Dave Irwin (born July 12, 1954) is a former alpine ski racer who represented Canada at two Winter Olympic Games and won a World Cup downhill. He was one of the "Crazy Canucks", a group of Canadian downhill racers who rose to prominence on the World Cup circuit in the late 1970s. He lives in Canmore, Alberta, near the Rocky Mountains.

==Biography==
Dave Irwin was born in Thunder Bay, Ontario, Canada where he learned to ski at the age of three at his father's ski resort. By the age of 17, Irwin had been selected to be a member of the Canadian National Ski Team. Originally picked for his ability as a slalom skier, he successfully switched to downhill when national team coach Scotty Henderson reoriented the squad and the team's resources towards the speed event.

Irwin's first World Cup race was the downhill at Schladming, Austria on December 22, 1973 where he placed 14th. Two years later at Schladming, he won the downhill event in a time of 2:00.84 beating the second-place finisher, Klaus Eberhard by almost two seconds. Irwin reached the podium again in 1982 with a third-place finish at the World Cup downhill in Whistler, B.C. behind winner Peter Müller, and team mate Steve Podborski.

Irwin represented Canada at two Winter Olympic Games. At the 1976 Winter Olympics in Innsbruck, Austria, Irwin finished eighth. At the 1980 Winter Olympics in Lake Placid, USA, he placed eleventh.
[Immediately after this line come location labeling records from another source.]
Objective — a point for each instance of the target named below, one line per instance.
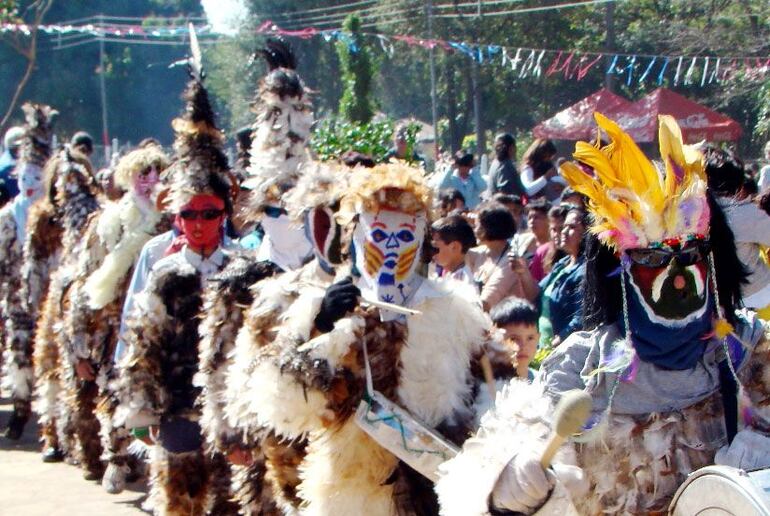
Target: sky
(224, 15)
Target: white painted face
(387, 248)
(30, 180)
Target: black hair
(83, 139)
(602, 294)
(538, 150)
(503, 142)
(454, 228)
(463, 159)
(514, 310)
(507, 199)
(495, 222)
(540, 205)
(724, 171)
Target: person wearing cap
(12, 143)
(664, 349)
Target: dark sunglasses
(274, 212)
(210, 214)
(691, 254)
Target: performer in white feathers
(113, 239)
(55, 238)
(157, 397)
(310, 376)
(268, 475)
(663, 285)
(17, 321)
(277, 155)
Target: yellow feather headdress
(633, 203)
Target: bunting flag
(524, 63)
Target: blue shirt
(471, 188)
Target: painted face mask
(669, 303)
(30, 181)
(201, 221)
(145, 181)
(387, 249)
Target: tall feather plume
(38, 133)
(632, 202)
(200, 159)
(280, 132)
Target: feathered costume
(272, 477)
(155, 385)
(55, 239)
(277, 153)
(113, 239)
(306, 384)
(17, 314)
(652, 425)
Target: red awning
(698, 122)
(577, 121)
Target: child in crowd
(452, 238)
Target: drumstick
(389, 306)
(570, 415)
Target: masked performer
(113, 239)
(55, 232)
(268, 475)
(18, 321)
(155, 385)
(278, 150)
(662, 286)
(312, 374)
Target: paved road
(30, 487)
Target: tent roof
(577, 121)
(640, 119)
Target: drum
(722, 491)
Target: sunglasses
(691, 254)
(210, 214)
(274, 212)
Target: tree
(357, 71)
(24, 44)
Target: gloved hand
(340, 298)
(523, 486)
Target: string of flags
(524, 63)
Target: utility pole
(434, 108)
(609, 21)
(103, 88)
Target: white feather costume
(663, 426)
(113, 239)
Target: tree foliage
(357, 73)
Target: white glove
(523, 485)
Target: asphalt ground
(30, 487)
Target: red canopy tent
(640, 119)
(577, 121)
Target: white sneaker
(114, 479)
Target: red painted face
(201, 220)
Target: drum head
(721, 491)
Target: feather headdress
(280, 132)
(38, 133)
(201, 165)
(633, 203)
(391, 186)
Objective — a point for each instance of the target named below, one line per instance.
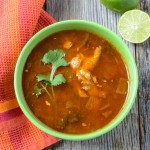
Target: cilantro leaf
(42, 77)
(58, 79)
(56, 59)
(37, 90)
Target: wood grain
(134, 132)
(143, 63)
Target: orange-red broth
(85, 115)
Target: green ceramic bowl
(100, 31)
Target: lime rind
(134, 26)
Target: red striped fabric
(19, 20)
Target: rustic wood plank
(126, 135)
(143, 62)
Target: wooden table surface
(134, 132)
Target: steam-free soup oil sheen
(95, 86)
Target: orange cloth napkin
(19, 20)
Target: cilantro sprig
(56, 59)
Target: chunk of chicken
(83, 67)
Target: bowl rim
(19, 71)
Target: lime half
(120, 5)
(134, 26)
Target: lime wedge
(120, 5)
(134, 26)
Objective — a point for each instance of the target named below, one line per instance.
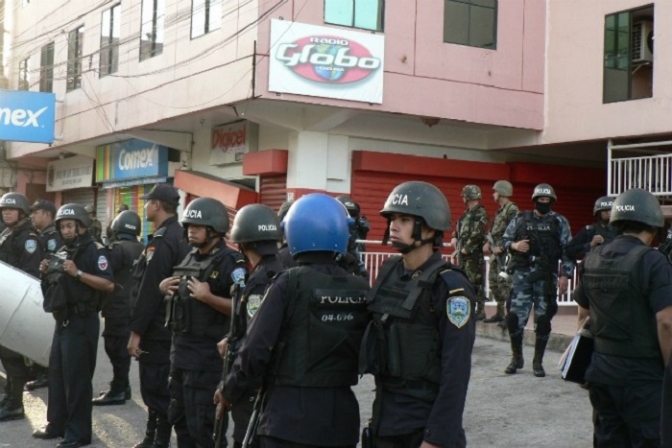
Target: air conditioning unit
(642, 41)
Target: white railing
(652, 172)
(373, 260)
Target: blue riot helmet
(317, 223)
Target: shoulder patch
(31, 246)
(458, 310)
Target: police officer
(42, 214)
(536, 240)
(198, 309)
(285, 258)
(313, 317)
(72, 291)
(500, 285)
(625, 288)
(594, 234)
(256, 230)
(20, 247)
(96, 229)
(468, 240)
(419, 343)
(150, 340)
(123, 250)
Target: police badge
(458, 310)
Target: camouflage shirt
(503, 217)
(470, 231)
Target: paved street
(502, 410)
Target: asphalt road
(502, 410)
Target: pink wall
(424, 76)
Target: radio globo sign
(328, 59)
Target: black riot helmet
(73, 211)
(422, 200)
(206, 212)
(637, 205)
(602, 204)
(127, 222)
(351, 206)
(15, 200)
== Traumatic brain injury ==
Iriwn sustained two severe concussions during his racing career, once before the 1976, Olympics, and a second concussion before the 1980 Olympics. The first concussion was sustained on January 10, 1976 at the downhill race in Wengen, Switzerland — two weeks after his sole World Cup win at Schladming — and resulted in five days in hospital. Less than two weeks later, Irwin was back training with the ski team. Canadian Corner a Section of the Lauberhorn near Wengen in Switzerland. The heavily twisting curve at the left-hand transition to the Alpweg is named after the Crazy Canucks, Ken Read and Dave Irwin who both fell there in 1976.
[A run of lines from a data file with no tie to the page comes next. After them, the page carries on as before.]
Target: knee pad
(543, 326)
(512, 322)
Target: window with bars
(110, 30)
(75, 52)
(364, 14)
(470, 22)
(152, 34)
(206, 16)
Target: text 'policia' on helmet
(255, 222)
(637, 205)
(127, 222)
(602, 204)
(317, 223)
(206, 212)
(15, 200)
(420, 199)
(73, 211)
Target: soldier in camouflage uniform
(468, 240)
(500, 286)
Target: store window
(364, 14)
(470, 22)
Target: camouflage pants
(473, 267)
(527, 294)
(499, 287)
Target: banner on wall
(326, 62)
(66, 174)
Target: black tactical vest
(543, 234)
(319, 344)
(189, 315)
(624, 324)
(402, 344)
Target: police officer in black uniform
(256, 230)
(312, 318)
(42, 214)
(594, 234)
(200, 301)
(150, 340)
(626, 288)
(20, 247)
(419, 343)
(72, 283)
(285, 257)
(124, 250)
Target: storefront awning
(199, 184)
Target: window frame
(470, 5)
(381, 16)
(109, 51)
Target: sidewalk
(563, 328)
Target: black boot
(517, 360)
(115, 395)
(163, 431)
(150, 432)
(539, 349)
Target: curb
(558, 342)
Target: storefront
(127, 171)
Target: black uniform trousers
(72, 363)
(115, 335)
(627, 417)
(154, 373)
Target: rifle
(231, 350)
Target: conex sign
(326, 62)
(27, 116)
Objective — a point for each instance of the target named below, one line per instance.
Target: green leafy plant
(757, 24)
Irwin suffered a traumatic brain injury on a training run for an Export A Skier-Cross event on March 23, 2001 which put him in a coma for three days. He recovered slowly from the injury with severe memory loss. He and his fiancée Lynne Harrison later created the Dave Irwin Foundation for Brain Injury. The foundation was dissolved in 2016.